One normalized snapshot becomes two first-class artifacts:

• SurfaceAssessment: what the tool appears to be doing right now
• DialogProjection: the visible dialog-oriented transcript with TUI chrome removed

This split matters because the runtime needs both answers independently:

• “Is it safe to submit input or declare completion?” comes from SurfaceAssessment.
• “What shadow text changed after submit?” comes from DialogProjection, with the current runtime monitor keying lifecycle evidence off normalized_text after pipeline normalization rather than off dialog_text.

Treating those concerns as separate artifacts prevents the parser from making unstable claims such as “this exact text is definitely the final answer for the latest prompt.”

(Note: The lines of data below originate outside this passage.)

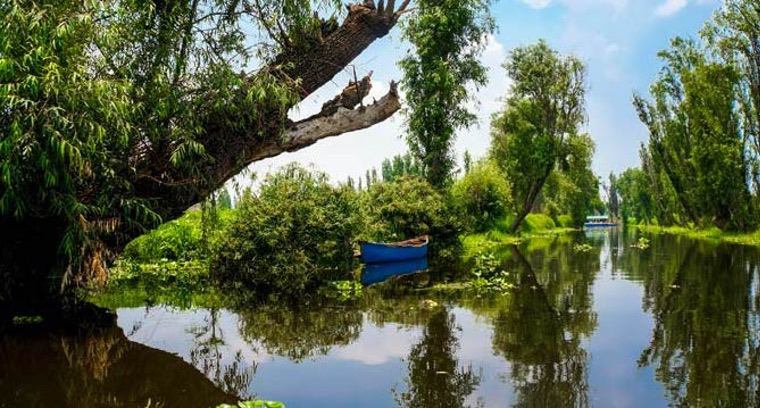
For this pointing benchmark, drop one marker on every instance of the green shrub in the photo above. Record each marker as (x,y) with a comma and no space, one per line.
(565,221)
(296,234)
(482,196)
(408,207)
(537,223)
(178,240)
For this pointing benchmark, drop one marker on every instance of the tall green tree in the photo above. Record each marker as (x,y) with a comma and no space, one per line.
(635,195)
(734,35)
(545,107)
(115,116)
(696,138)
(448,37)
(613,196)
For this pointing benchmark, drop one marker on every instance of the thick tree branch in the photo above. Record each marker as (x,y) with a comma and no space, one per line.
(317,65)
(331,123)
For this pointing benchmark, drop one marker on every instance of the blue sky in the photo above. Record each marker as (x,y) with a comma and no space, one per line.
(617,39)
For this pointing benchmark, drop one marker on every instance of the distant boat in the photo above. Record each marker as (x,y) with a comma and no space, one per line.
(378,252)
(598,221)
(380,272)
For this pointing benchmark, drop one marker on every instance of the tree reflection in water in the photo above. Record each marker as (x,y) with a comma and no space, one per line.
(98,368)
(207,356)
(540,329)
(705,345)
(435,378)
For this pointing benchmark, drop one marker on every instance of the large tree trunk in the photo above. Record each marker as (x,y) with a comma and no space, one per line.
(31,265)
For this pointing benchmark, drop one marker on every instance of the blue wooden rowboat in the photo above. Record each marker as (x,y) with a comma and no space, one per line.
(378,252)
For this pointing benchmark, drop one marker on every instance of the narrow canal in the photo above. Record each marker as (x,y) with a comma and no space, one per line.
(611,325)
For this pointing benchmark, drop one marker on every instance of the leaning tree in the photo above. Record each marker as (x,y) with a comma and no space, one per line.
(118,115)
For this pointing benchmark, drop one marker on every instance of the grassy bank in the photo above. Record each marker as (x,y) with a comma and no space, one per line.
(713,234)
(534,226)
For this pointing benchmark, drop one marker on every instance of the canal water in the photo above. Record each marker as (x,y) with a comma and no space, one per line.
(608,325)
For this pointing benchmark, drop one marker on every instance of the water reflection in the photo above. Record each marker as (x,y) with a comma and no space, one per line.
(435,377)
(97,369)
(705,343)
(376,273)
(541,328)
(676,324)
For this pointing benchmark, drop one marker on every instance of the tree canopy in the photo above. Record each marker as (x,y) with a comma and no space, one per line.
(448,37)
(117,115)
(544,110)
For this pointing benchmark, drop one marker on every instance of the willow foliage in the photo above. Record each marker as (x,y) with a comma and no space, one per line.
(99,99)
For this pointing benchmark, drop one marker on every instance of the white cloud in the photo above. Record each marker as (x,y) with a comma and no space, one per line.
(537,4)
(670,7)
(618,5)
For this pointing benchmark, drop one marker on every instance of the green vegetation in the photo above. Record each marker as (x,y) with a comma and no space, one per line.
(712,234)
(489,275)
(254,404)
(482,196)
(448,37)
(700,165)
(184,239)
(409,207)
(295,234)
(117,116)
(538,130)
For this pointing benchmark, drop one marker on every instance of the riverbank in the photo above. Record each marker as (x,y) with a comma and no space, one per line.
(535,226)
(712,234)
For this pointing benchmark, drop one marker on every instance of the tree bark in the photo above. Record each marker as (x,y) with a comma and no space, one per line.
(31,265)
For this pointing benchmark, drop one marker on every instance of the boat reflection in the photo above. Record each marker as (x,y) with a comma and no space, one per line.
(376,273)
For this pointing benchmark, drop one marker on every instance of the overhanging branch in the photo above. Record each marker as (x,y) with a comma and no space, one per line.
(308,131)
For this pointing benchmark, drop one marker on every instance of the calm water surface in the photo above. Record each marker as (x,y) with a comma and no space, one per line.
(675,324)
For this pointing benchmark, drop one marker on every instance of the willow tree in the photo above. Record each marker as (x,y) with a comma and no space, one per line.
(545,108)
(448,37)
(115,116)
(696,137)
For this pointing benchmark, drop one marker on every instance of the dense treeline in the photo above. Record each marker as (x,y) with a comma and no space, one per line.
(118,116)
(297,230)
(701,164)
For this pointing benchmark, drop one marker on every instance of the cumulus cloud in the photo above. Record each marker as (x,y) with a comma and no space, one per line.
(578,4)
(670,7)
(537,4)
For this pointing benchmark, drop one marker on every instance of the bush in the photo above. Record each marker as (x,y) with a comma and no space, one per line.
(481,196)
(408,207)
(178,240)
(565,221)
(296,234)
(537,223)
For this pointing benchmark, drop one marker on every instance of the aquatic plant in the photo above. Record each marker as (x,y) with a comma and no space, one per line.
(488,274)
(641,243)
(584,247)
(254,404)
(343,290)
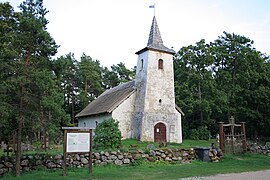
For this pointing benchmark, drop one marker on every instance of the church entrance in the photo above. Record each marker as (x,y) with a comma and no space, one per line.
(160,132)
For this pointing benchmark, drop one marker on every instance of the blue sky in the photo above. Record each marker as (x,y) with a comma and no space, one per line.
(112,31)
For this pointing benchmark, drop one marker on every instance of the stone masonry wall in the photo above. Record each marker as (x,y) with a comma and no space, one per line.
(32,162)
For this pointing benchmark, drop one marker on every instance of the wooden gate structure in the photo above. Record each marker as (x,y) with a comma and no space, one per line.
(232,137)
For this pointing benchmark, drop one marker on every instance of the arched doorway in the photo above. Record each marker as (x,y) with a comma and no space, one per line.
(160,132)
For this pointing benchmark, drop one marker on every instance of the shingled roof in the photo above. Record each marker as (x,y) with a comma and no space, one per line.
(108,100)
(155,41)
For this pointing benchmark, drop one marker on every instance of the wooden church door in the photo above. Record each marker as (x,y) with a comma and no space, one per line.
(160,132)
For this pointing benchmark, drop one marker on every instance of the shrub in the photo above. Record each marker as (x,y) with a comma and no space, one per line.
(107,134)
(202,133)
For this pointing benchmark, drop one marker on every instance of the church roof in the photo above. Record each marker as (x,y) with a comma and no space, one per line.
(155,41)
(109,100)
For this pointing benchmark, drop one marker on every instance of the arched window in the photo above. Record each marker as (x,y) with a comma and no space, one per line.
(160,64)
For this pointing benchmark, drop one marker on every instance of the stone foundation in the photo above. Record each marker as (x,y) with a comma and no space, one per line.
(32,162)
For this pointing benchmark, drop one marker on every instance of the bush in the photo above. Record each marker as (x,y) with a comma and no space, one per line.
(107,134)
(202,133)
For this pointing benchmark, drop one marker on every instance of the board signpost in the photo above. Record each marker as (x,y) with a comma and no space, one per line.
(77,140)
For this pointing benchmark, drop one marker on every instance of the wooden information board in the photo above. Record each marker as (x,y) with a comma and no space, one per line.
(77,140)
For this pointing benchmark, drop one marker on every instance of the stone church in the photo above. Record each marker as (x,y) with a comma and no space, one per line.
(145,108)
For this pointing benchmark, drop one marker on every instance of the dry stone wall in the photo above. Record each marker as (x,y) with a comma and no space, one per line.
(32,162)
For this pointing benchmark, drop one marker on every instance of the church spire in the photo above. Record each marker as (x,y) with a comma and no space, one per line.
(155,41)
(154,36)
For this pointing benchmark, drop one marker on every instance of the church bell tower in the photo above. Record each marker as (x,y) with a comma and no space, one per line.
(155,111)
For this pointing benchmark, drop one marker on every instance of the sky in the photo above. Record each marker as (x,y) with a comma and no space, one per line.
(111,31)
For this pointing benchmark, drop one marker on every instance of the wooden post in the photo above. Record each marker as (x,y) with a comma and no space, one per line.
(221,136)
(90,154)
(65,153)
(243,132)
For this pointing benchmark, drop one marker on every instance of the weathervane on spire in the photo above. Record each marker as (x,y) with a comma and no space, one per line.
(154,7)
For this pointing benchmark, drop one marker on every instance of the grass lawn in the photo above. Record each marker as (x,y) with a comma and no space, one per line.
(146,170)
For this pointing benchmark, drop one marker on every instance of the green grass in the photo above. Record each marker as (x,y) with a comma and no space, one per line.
(146,170)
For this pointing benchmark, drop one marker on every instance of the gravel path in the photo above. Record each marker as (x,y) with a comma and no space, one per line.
(255,175)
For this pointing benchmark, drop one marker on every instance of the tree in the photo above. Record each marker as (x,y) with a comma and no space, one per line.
(89,72)
(28,77)
(107,134)
(227,77)
(241,71)
(66,70)
(194,84)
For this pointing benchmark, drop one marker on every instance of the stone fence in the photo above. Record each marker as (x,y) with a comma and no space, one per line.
(257,148)
(32,162)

Parser Versus Runtime Ownership

The provider parser is responsible for one-snapshot interpretation:

• version-aware preset selection
• version-aware projector selection
• supported versus unsupported output-family detection
• disconnected/error-like surface detection
• provider-specific ui_context classification
• dialog projection boundaries and projection metadata

The runtime is responsible for ordered-snapshot interpretation:

• waiting for safe pre-submit readiness
• recording the pre-submit normalized-text baseline
• creating ShadowObservation values for each poll result
• accumulating post-submit activity from business_state = working and normalized shadow-text changes
• promoting continuous unknown runs into stalled and clearing them on known observations
• deciding whether the turn is blocked, failed, waiting, candidate-complete, or complete

The runtime monitor is split intentionally:

• the shared_tui_tracking/ package owns the standalone tracker session, detector profiles, and reducer for raw-snapshot reduction and turn/surface/last-turn classification
• cao_rx_monitor.py owns the legacy full-stream lifecycle logic and time-based operators for shadow-only sessions
• cao_rest.py owns the synchronous I/O boundary, deadlines, and error mapping for shadow-only sessions
• tests/unit/agents/realm_controller/test_cao_rx_monitor.py is the main executable reference for the legacy pipeline timing semantics

ShadowParserStack sits at the boundary: it resolves the provider parser and can pass through a projector override, but it does not own provider-specific projection logic itself.

Result Surface

A successful shadow_only completion exposes structured runtime/parser output instead of a shadow-mode output_text alias. The caller-facing payload is built around:

• surface_assessment
• dialog_projection
• projection_slices
• parser_metadata
• mode_diagnostics

That result surface is deliberately neutral: it exposes what the runtime observed, while leaving prompt-specific answer extraction to higher layers. Downstream code that needs reliable machine parsing should prefer explicit schema/sentinel contracts over assuming exact dialog_text recovery.